Director Kim Jee-woon and Lee Byung-hun are turning into Korea’s own Scorsese and De Niro. After flopping around the industry for a while and getting notice on and off for his interesting, if uneven, films (The Quiet Family, The Foul King), international audiences sat up and took note of Kim’s segment in the horror anthology Three. A year later A Tale of Two Sisters (2003) really made a splash. Imperfect though it was, Sisters had a certain amount of chutzpah vis-à-vis Korean horror at the time, with just enough twists and turns to juice the genre and extend its shelf life. Then, in 2005, came A Bittersweet Life.
That film did two things. First, it launched Kim into the upper echelon of the Korean urban crime drama club. Slick, taut, nihilistic and unglamorously violent, it has since become a touchstone for Korean gangster dramas and set the bar pretty high for other filmmakers working in the same genre (and they are myriad in Korea). Second, while Lee was already a “star,” it fundamentally changed the nature of his shiny. Goodbye matinee idol, pretty-boy manchild, hello Serious Actor with actual, adult sex appeal and the stones to play vaguely unsympathetic characters. Kim and Lee’s second outing together, The Good, The Bad, The Weird, wasn’t quite the kimchi Western success they’d hoped for, but at least it was different. It wasn’t a pedestrian rom-com, or a toilet humour comedy, or a dying spouse weepy. A little credit is due.
Evidently the pair were scared away from creativity by that relative failure, and so they’re back to doing what gave both their careers a jolt to begin with. Venturing in Park Chan-wook revenge thriller territory, I Saw the Devil is what you’d get if a methed-out Park fed his cast crack-laced panchan and jazzed the crew with ecstasy. In other words, it will be hard for the next revenge thriller out of the ROK to top this.
Soo-hyun (Lee) is highly skilled (natch!) secret service agent whose pregnant fiancée is pleasure serial killer Kyung-chul’s (Choi Min-sik going Oldboy on steroids) latest victim. Detective Oh (Cheon Ho-jin, Daisy) has been after Kyung-chul for forever, but is always a step behind. Soo-hyun, however, has the unique skill set and connections — his fiancée’s dad is a retired police captain — to get the job done. (Best not to ask why Oh can’t tap the same information.) Thus begins a methodical cat and mouse game that sees Soo-hyun metamorphose into the same kind of psychopath as Kyung-chul.

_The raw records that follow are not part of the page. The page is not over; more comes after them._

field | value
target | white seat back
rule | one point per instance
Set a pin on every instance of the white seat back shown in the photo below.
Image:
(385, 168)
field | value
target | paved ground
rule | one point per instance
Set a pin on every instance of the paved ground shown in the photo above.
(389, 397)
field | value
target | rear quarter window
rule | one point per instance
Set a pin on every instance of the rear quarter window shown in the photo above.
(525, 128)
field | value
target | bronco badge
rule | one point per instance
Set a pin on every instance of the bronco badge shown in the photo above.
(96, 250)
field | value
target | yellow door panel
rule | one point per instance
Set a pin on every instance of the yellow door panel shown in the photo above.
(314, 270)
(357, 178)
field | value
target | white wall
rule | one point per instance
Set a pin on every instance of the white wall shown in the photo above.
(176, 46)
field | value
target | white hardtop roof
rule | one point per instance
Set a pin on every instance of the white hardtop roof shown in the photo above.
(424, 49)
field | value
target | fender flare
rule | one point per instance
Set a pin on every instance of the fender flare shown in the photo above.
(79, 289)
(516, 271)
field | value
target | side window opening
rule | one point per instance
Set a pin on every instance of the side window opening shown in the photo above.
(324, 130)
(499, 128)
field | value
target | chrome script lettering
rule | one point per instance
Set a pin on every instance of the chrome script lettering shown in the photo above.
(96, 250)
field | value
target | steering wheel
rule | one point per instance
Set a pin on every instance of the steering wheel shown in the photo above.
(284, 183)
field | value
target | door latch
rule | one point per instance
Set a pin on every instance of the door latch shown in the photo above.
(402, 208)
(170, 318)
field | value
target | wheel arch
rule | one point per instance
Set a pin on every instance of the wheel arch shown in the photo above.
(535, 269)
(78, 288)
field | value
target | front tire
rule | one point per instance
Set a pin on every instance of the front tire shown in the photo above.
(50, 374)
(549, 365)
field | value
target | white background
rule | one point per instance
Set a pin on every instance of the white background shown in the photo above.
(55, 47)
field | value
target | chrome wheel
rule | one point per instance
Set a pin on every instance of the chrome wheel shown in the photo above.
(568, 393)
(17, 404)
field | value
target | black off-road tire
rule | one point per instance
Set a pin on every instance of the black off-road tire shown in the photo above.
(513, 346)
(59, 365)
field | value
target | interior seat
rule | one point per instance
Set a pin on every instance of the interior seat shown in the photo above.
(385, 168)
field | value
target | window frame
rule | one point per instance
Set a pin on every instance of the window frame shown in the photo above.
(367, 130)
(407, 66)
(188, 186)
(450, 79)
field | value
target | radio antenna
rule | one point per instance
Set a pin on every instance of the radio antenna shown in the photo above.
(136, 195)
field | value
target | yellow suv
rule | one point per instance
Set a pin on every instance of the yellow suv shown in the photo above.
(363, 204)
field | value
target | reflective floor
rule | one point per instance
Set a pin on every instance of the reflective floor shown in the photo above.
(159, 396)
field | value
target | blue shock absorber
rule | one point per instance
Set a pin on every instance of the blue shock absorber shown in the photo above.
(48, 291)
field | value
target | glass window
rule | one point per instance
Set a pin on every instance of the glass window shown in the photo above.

Needless to say, this raises all manner of conundrum, chief among them where the moral line should be drawn — by both Soo-hyun and Kim. Long before he has his own epiphany about the lack of value in the concept of equalising bloodlust Kim confuses commentary with collaboration. Soo-hyun’s MO is supposed to elicit sad condemnation of him and his actions but it also allows Kim a vicious playground to gallivant in.
Soo-hyun repeatedly finds Kyung-chul by tagging his car with some kind of fancy-schmancy government-issue tracking gadget (probably made by Samsung) and repeatedly allows him to victimise random women (you don’t say?). Soo-hyun eventually comes to the rescue, just in time to gleefully torture Kyung-chul himself. Rinse and repeat. Net result? Kim wallows in exploitive gore and thereby negates the moralising about vengeance exacting a high price on the vengeful. It is hard to condemn violence as an answer when Kim’s (and DOP Lee Mo-Gae’s) camera gives the ghastliness an almost emollient, worshipful gaze. There’s a fine line between satire and/or critique and drinking the Kool-Aid and Kim tilts right over into a big, red jug of exploitation cinema pseudo-juice.
Questionable filmmaking and mixed messages aside, there are some spectacular set pieces and utterly creative deaths and maimings if you can get past the hypocrisy inherent in the story, or rather the disconnect between story, message and execution. This is polished, high grade, graphic stuff that supposedly sent members of the veteran festival audiences at TIFF to the lobby and/or restrooms. Though it becomes exhausting Lee and Choi totally commit to their roles and the focused enthusiasm with which they throw themselves into them makes for some intense, squirm-inducing moments. Check out a car-bound knife fight, a greenhouse chase, Kyung-chul’s cohort with, shall we say, unsavoury eating habits (I will never pillory vegemite again!) and the final haunted house showdown. Then there are Soo-hyun’s practise runs on sex offenders that crop up on a list of suspects. Put it this way: gentlemen, you will cringe.